Decision tree model nuggets represent the tree structures for predicting a particular output field discovered by one of the decision tree modeling nodes (C&R Tree, CHAID, QUEST or C5.0). Tree models can be generated directly from the tree-building node, or indirectly from the interactive tree builder. See the topic The Interactive Tree Builder for more information.

In the model nugget, different options are available depending on the objective specified on the modeling node:

Scoring Tree Models

When you run a stream containing a tree model nugget, the specific result depends on the type of tree.

  • For classification trees (categorical target), two new fields, containing the predicted value and the confidence for each record, are added to the data. The prediction is based on the most frequent category for the terminal node to which the record is assigned; if a majority of respondents in a given node is yes, the prediction for all records assigned to that node is yes.
  • For regression trees, only predicted values are generated; confidences are not assigned.
  • Optionally, for CHAID, QUEST, and C&R Tree models, an additional field can be added that indicates the ID for the node to which each record is assigned.

The new field names are derived from the model name by adding prefixes. For C&R Tree, CHAID, and QUEST, the prefixes are $R- for the prediction field, $RC- for the confidence field, and $RI- for the node identifier field. For C5.0 trees, the prefixes are $C- for the prediction field and $CC- for the confidence field. If multiple tree model nodes are present, the new field names will include numbers in the prefix to distinguish them if necessary—for example, $R1- and $RC1-, and $R2-.

Working with Tree Model Nuggets

You can save or export information related to the model in a number of ways.

Note: Many of these options are also available from the tree builder window.

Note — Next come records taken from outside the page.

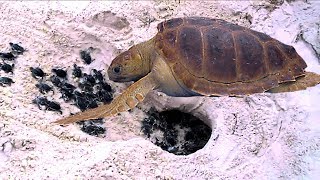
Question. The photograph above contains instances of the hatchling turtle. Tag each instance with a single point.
(201, 56)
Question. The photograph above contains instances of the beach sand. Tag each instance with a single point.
(262, 136)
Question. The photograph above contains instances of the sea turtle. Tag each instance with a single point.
(201, 56)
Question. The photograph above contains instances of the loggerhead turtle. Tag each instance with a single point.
(202, 56)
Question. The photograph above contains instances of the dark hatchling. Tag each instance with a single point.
(5, 81)
(44, 88)
(88, 78)
(55, 80)
(77, 72)
(17, 48)
(53, 106)
(37, 72)
(7, 67)
(60, 72)
(40, 101)
(85, 56)
(7, 56)
(199, 56)
(98, 75)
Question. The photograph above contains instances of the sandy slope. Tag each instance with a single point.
(264, 136)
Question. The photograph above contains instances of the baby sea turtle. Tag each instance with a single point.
(37, 72)
(76, 72)
(17, 48)
(5, 81)
(44, 88)
(7, 67)
(85, 56)
(202, 56)
(7, 56)
(60, 72)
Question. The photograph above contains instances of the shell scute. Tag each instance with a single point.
(215, 57)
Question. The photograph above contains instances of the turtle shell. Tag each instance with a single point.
(215, 57)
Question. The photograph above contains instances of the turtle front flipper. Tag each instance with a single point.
(124, 102)
(310, 79)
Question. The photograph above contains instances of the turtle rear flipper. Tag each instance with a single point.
(310, 79)
(124, 102)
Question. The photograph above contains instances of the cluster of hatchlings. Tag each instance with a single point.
(7, 64)
(192, 56)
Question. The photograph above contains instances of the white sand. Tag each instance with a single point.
(263, 136)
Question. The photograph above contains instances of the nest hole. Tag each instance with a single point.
(175, 131)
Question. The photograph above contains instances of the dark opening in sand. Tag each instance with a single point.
(175, 131)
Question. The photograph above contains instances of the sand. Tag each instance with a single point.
(262, 136)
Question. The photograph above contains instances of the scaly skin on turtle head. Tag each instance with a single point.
(132, 64)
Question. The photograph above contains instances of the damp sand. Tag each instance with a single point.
(263, 136)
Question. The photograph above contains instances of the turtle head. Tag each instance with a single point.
(128, 66)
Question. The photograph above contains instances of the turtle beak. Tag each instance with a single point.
(114, 73)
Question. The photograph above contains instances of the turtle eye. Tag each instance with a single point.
(117, 69)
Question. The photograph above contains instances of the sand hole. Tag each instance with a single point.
(174, 131)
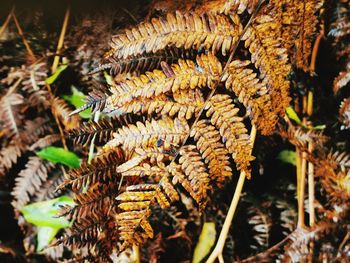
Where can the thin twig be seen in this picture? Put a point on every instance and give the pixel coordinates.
(60, 41)
(226, 227)
(24, 40)
(7, 21)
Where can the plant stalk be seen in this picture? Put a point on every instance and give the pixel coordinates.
(217, 252)
(20, 33)
(7, 21)
(60, 41)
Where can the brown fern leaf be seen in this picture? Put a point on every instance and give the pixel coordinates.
(298, 25)
(45, 141)
(133, 225)
(34, 85)
(96, 100)
(10, 154)
(30, 180)
(83, 234)
(253, 94)
(187, 31)
(232, 130)
(10, 117)
(184, 75)
(101, 131)
(344, 113)
(99, 198)
(60, 108)
(132, 136)
(342, 80)
(270, 58)
(300, 136)
(161, 105)
(228, 6)
(193, 176)
(144, 62)
(214, 153)
(102, 170)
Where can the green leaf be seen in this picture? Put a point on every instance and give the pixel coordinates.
(108, 79)
(287, 156)
(44, 213)
(55, 75)
(293, 115)
(60, 155)
(205, 243)
(77, 99)
(45, 236)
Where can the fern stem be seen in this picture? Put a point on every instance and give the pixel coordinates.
(7, 21)
(63, 139)
(60, 40)
(217, 252)
(20, 33)
(302, 182)
(136, 250)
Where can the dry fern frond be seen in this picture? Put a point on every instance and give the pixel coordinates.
(342, 80)
(10, 115)
(184, 75)
(194, 176)
(147, 134)
(144, 62)
(270, 58)
(216, 156)
(101, 131)
(213, 32)
(60, 108)
(34, 85)
(298, 25)
(29, 180)
(133, 225)
(224, 117)
(101, 170)
(45, 141)
(344, 113)
(253, 94)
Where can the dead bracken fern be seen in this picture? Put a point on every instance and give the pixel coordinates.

From either the tree builder or a tree model nugget, you can:

  • Generate a Filter or Select node based on the current tree. See Generating Filter and Select Nodes for more information.
  • Generate a Rule Set nugget that represents the tree structure as a set of rules defining the terminal branches of the tree. See Generating a Rule Set from a Decision Tree for more information.
  • In addition, for tree model nuggets only, you can export the model in PMML format. See The models palette for more information. If the model includes any custom splits, this information is not preserved in the exported PMML. (The split is preserved, but the fact that it is custom rather than chosen by the algorithm is not.)
  • Generate a graph based on a selected part of the current tree. Note that this only works for a nugget when it is attached to other nodes in a stream. See Generating Graphs for more information.
  • For boosted C5.0 models only, you can choose Single Decision Tree (Canvas) or Single Decision Tree (GM Palette) to create a new single rule set derived from the currently selected rule. See the topic Boosted C5.0 Models for more information.
Note: Although the Build Rule node was replaced by the C&R Tree node, decision tree nodes in existing streams that were originally created using a Build Rule node will still function properly.